State Rep. Jay Jordan, R-Florence, who chaired the House redistricting committee, defended the integrity of the panel’s process, saying it had gone to great lengths to ensure everything was done transparently.
“Incumbent locations were considered,” he said. “But lines were not contorted in order to protect incumbent legislators. I can say that very, very clearly.”
The House map splits roughly the same number of counties as the current one, but nearly three times as many precincts, which can create voter confusion. It has 32 majority-minority districts — two more than the current map — but actually scores lower on minority representation, according to Dave’s Redistricting.
Ten incumbents — four Republicans and six Democrats — are drawn into districts with one another, setting up potential primaries next year, and at least two districts are left without an incumbent after their representative was shifted into a neighboring district.
House lawmakers who have been drawn into the same district are Reps.
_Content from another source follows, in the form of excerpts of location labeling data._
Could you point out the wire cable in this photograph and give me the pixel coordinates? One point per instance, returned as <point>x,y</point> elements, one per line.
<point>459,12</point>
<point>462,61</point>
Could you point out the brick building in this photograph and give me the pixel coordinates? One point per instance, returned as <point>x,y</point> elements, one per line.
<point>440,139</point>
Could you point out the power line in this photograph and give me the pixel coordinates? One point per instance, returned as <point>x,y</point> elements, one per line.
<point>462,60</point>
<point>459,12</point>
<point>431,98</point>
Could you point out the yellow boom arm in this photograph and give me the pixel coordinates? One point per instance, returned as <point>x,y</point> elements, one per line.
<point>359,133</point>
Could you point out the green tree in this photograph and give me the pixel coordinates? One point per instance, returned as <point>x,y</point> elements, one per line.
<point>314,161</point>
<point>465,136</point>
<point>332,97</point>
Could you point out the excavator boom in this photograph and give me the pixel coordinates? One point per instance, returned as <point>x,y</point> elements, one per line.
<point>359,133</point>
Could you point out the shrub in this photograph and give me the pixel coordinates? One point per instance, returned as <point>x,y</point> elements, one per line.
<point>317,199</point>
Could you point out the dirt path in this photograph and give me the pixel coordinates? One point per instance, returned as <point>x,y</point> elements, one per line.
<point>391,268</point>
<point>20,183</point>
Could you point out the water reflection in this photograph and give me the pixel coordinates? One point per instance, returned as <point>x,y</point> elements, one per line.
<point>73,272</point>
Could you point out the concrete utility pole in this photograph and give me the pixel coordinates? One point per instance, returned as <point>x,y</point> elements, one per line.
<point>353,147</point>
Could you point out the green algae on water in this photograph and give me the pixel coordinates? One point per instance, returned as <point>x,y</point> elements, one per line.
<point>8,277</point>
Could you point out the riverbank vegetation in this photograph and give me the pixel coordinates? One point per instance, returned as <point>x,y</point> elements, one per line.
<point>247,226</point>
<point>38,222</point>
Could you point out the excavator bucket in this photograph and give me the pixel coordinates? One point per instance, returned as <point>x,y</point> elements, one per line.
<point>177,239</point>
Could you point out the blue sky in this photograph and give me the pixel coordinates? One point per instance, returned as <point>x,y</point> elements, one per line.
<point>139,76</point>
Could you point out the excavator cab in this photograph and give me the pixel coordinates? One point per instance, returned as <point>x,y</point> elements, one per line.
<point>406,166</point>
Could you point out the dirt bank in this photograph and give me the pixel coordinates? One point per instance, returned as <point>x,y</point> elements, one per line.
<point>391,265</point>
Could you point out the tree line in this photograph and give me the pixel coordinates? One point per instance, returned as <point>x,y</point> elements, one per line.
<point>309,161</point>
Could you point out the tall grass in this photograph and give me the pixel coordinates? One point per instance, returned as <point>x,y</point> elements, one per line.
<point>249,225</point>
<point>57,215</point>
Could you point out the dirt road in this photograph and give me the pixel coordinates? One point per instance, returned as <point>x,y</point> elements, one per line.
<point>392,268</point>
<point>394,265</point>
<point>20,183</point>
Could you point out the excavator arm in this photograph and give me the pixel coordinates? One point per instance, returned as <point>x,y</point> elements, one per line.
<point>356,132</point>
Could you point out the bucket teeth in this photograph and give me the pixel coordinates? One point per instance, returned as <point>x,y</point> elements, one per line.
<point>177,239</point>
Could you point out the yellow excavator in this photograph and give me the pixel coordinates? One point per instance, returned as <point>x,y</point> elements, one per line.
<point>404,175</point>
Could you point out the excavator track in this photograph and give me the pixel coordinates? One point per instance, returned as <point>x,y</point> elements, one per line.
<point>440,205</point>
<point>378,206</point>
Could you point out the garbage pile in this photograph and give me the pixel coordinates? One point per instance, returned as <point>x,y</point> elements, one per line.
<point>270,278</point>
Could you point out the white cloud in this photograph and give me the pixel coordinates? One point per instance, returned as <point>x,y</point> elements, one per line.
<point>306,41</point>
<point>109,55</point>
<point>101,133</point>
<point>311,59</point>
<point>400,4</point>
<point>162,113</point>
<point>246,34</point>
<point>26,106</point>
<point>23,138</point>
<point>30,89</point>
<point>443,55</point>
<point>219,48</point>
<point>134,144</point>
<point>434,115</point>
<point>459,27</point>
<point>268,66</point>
Vic Dabney, R-Kershaw, and Brandon Newton, R-Lancaster, in District 45; Reps. Jerry Govan, D-Orangeburg, and Russell Ott, D-Calhoun, in District 93; Reps. Cezar McKnight, D-Williamsburg, and Roger Kirby, D-Florence, in District 101; Reps. Sandy McGarry, R-Lancaster, and Richie Yow, R-Chesterfield, in District 53; and Reps. Wendy Brawley, D-Richland, and Jermaine Johnson, D-Richland, in District 70.
Of the incumbents who are “double bunked” in the new map, all but Newton, McKnight and Yow voted against the proposal or did not vote.